Some pencils are extra soft charcoals which can be smudged with your fingers or a smudge stick, or water soluble charcoals which can be blended with a wet brush.

IMG_7515

Important notes about pencils
– Try never to drop your pencils as the lead inside the wooden tube will break and you’ll go crazy trying to sharpen it. (note the blue pencil towards 6-o-clock in the photo of my coloured pencils…yeah…like that!)
– This might seem obvious, but never rinse your pencils or immerse them in water. The wood will swell and the colour might melt depending on the type of pencil.
– Take care how you sharpen your pencils. Never sharpen from the end which gives the colour name or hardness!

I love to draw with pens.

Anything goes with pens from ballpoint to fountain to sharpies, but one of the easiest ink pens to have on hand are art ink pens like these ones. (Again grab that Michael’s coupon)

IMG_7511

Quick tips on pens.
– put the cap back on…they dry out.
– some are permanent, some will smudge, some will blend with water, (mostly all will smudge or blend on the paper if the ink is wet).
– mostly, once you make a mark with a pen that’s it, you’re committed to that mark.

Here are some pastels

IMG_7513

Pastels are sticks of pure pigment held in a medium of some kind.

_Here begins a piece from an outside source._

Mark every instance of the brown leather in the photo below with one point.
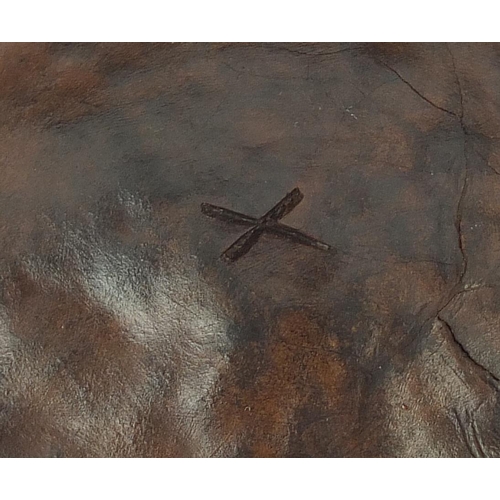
(123, 332)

These are chalks but they also come in oils, water soluble mediums, harder or softer mediums…there are all sorts of pastels out there to chose from.

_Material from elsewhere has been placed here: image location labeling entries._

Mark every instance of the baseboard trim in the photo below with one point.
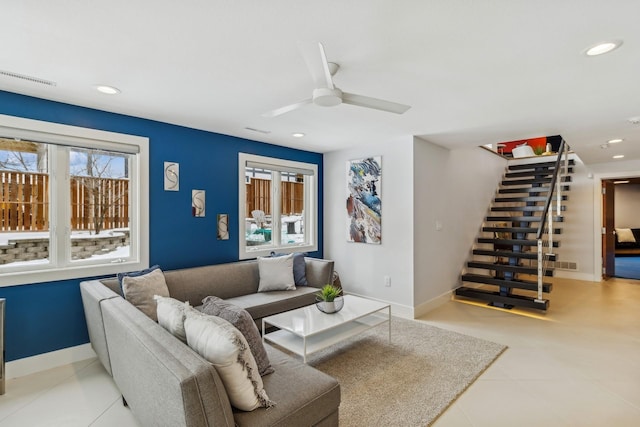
(563, 274)
(42, 362)
(432, 304)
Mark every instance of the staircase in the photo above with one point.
(518, 236)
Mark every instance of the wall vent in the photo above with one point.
(28, 78)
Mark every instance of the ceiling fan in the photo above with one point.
(326, 94)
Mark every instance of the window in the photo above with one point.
(73, 202)
(278, 202)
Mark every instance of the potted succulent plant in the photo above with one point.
(329, 299)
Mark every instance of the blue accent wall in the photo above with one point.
(45, 317)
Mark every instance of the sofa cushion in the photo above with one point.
(241, 319)
(276, 274)
(227, 350)
(305, 396)
(171, 314)
(299, 267)
(264, 304)
(139, 291)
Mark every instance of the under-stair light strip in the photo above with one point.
(28, 78)
(602, 48)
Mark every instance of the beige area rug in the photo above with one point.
(409, 382)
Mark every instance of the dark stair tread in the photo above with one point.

My favourite are the chalk pastels. They are intensely easy to draw with and blend, and simply get all over your fingers, clothes, your desk…your nose, your children, your cat… They are a fantastic pure hit of colour and light for your art.
When you finish with chalk pastels you need to spray a fixative on your drawing (more about that later) to prevent it from smudging.
Oil pastels are buttery soft and a pleasure to draw with. They are harder to blend than the chalks, don’t require a fixative, and give intense colour.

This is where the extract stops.